Töten Atomkraftwerke Embryos?

INTERPELLATION vom 14.3.2012
Hans-Jürg Fehr Nationalrat SP Kanton Schaffhausen
Ich frage den Bundesrat: Ist er bereit, eine Studie zum Thema «sex odds» im Kontext von ionisierender Strahlung in der Umgebung von schweizerischen Atomanlagen in Auftrag zu geben, nachdem die von ihm formulierten Bedingungen dafür erfüllt sind?

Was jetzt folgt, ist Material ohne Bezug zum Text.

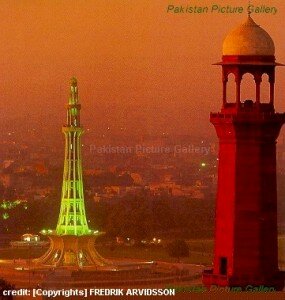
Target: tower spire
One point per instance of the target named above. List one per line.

Begründung Eine im Herbst 2010 publizierte wissenschaftliche Arbeit von Kusmierz/Scherb wies eine hochsignifikante Veränderung des Geschlechtszahlenverhältnisses bei Lebendgeburten (sex odds) in der Umgebung von Atomanlagen nach. Die Studie belegt, dass im 35-Kilometer-Radius um Schweizer Atomanlagen herum 4,2 Promille der erwarteten Mädchengeburten fehlen, in der Umgebung von Beznau mit ihren zwei AKW, dem PSI und dem Zwila sogar 7,3 Promille. Der Bundesrat sagte in der Fragestunde vom 6. Dezember 2010, dass er sich erst vertieft mit diesen beunruhigenden Erkenntnissen befassen wolle, wenn die Studie Kusmierz/Scherb in einer anerkannten wissenschaftlichen Zeitschrift publiziert worden

sei und sich weitere Experten geäussert hätten. Das ist in der Zwischenzeit geschehen, die Studie wurde im «Environmental Science and Pollution Research» veröffentlicht. Ferner hat eine Studie des niedersächsischen Landesgesundheitsamtes die Ergebnisse von Kusmierz/Scherb zu Sex-Odds-Veränderungen in der Umgebung des nuklearen Transportbehälters Gorleben vollumfänglich bestätigt.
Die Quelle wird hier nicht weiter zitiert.